Le long métrage émeut sans pathos et le quotidien de ces jeunes femmes oscillant entre la combativité et le découragement donne un beau moment de cinéma. Comme souvent chez les Dardenne, le déterminisme absorbe les personnages, qui pourtant veulent y échapper. L’une de ces filles a fui une mère alcoolique et déphasée, et ne souhaite pas lui confier le bébé qu’elle n’a pas désiré ; cette autre, qui s’est sentie abandonnée par sa mère à sa naissance, n’a pas souhaité suivre la même voie ; quant à cette jeune maman d’origine africaine, elle tente vainement de retenir son petit ami immature et de se rapprocher de sa sœur. Nul naturalisme pesant dans ces situations, tant la limpidité de l’écriture comme des dialogues et le dépouillement de la mise en scène transcendent les conventions. Et l’on retrouvera de nombreuses similitudes avec les œuvres antérieures des frères, à commencer par le thème des problèmes rencontrés par de jeunes parents, déjà au cœur de L’enfant.
- © Christine Plenus / 2025 Diaphana Distribution. Tous droits réservés.

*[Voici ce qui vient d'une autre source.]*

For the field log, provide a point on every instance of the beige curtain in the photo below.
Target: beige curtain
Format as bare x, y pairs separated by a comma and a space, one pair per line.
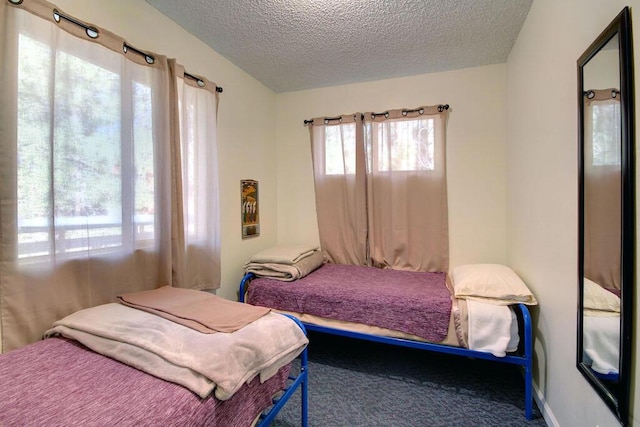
407, 189
337, 148
602, 188
87, 208
381, 193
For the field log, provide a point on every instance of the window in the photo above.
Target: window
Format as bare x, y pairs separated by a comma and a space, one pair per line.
408, 145
340, 149
606, 133
85, 173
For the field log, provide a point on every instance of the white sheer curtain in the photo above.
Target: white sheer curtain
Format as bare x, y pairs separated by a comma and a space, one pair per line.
89, 207
339, 175
198, 108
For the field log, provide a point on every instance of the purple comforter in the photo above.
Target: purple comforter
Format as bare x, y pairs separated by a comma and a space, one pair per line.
416, 303
58, 382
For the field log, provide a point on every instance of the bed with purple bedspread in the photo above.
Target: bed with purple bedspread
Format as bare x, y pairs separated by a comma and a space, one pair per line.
403, 308
60, 382
416, 303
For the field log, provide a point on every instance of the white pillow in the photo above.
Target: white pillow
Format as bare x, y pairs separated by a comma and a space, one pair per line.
598, 298
491, 283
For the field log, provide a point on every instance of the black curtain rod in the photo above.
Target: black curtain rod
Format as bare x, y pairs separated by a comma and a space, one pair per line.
200, 82
329, 119
441, 108
92, 32
590, 94
148, 58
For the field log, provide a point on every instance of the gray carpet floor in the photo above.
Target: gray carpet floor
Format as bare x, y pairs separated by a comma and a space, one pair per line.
357, 383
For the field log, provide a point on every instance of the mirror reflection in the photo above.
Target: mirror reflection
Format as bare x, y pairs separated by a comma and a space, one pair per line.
606, 249
602, 230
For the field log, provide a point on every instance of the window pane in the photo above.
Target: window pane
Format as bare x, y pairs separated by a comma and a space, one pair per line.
340, 149
144, 164
85, 176
405, 145
606, 134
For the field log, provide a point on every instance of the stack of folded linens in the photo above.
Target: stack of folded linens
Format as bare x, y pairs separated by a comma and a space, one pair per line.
285, 262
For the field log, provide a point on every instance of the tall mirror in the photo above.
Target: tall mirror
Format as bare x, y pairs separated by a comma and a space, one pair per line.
607, 214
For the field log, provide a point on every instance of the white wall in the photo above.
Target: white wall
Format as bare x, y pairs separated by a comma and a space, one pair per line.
476, 135
542, 182
246, 119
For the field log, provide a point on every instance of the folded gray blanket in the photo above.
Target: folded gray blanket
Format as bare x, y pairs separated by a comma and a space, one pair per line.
286, 272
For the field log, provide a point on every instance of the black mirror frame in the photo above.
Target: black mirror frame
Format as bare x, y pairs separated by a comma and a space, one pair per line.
621, 26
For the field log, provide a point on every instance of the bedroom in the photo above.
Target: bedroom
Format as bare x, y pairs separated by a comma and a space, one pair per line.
512, 153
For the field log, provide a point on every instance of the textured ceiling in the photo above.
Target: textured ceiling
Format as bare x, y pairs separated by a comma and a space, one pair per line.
301, 44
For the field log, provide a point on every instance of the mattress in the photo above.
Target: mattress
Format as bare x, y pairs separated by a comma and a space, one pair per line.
58, 381
363, 299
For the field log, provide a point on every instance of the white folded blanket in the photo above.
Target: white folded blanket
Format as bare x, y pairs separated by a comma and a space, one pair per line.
492, 328
283, 254
601, 341
286, 272
201, 362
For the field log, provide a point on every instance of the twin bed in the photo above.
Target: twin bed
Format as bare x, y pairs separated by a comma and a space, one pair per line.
478, 311
116, 364
148, 361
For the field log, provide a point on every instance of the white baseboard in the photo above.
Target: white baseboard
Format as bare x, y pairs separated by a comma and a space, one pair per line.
547, 414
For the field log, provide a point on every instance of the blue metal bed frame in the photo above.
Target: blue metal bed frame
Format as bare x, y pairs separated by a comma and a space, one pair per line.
299, 381
525, 359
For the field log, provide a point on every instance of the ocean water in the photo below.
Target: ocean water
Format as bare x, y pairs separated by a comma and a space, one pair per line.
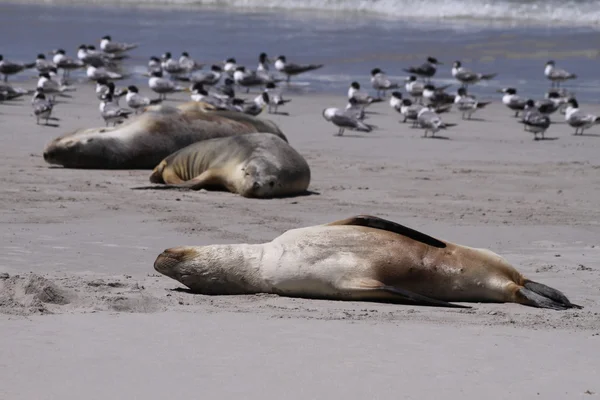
512, 38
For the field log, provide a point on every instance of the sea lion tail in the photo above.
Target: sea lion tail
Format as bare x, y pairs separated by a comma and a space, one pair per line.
539, 295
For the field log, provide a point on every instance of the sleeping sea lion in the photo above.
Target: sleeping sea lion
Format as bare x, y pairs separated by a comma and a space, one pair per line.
254, 165
359, 258
142, 142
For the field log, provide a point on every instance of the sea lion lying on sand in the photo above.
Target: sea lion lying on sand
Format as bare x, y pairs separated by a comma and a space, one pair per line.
253, 165
142, 142
359, 258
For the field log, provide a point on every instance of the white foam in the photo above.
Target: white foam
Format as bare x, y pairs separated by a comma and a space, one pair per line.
573, 12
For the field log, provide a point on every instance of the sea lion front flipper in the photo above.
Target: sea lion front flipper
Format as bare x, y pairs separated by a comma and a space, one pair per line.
207, 178
380, 223
383, 292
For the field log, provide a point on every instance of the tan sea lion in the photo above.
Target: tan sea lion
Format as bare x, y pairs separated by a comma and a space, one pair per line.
144, 141
254, 165
360, 258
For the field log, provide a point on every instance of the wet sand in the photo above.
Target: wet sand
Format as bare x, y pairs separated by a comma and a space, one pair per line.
83, 313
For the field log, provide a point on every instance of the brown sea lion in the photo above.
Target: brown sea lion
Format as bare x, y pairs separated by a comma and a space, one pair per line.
254, 165
142, 142
359, 258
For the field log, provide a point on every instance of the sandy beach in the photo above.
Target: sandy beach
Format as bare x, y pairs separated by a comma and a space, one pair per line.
83, 314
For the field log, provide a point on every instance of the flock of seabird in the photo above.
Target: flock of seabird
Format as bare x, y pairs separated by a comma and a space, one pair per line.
422, 103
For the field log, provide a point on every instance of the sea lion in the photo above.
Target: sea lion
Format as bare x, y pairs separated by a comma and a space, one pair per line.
360, 258
257, 165
144, 141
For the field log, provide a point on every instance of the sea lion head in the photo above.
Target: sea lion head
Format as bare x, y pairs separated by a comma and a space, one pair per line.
260, 179
85, 148
208, 269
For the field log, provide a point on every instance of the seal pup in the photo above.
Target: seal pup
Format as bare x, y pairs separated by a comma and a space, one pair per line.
360, 258
143, 141
258, 165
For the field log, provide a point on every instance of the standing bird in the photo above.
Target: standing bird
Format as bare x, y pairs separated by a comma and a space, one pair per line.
381, 83
43, 65
163, 86
7, 92
229, 66
188, 63
200, 94
467, 77
354, 109
410, 111
170, 65
89, 56
111, 112
254, 108
578, 120
11, 68
136, 101
263, 63
512, 100
289, 69
154, 65
108, 46
429, 120
552, 103
42, 107
67, 64
361, 98
534, 120
557, 75
227, 89
414, 88
249, 79
344, 120
437, 97
50, 86
94, 73
116, 94
209, 78
426, 70
466, 104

En fait, Jeunes mères est au carrefour de deux tendances stylistiques des cinéastes. Le début de leur filmographie était axé sur des drames sociaux épurés, de La promesse au Silence de Lorna. Cette épure était revenue ces dernières années avec Le jeune Ahmed et Tori et Lokita. Entre-temps, les Dardenne, tout en misant sur l’économie de moyens, avaient osé la fibre romanesque ou émotionnelle, avec le recours à des actrices bankables : Cécile de France dans Le gamin au vélo, Marion Cotillard dans Deux jours, une nuit, Adèle Haenel dans La fille inconnue, sans toutefois renier leur âme. Ces deux caractéristiques sont ici fusionnées : Jeunes mères a le profil d’une œuvre grand public susceptible de toucher le plus grand nombre, tout en étant marqué par le réalisme semi-documentaire des deux frères, sans le côté didactique d’une Jeanne Herry abordant l’adoption dans Pupille. On l’aura compris : Jeunes mères est un film précieux et humain, que nous ne saurons que recommander.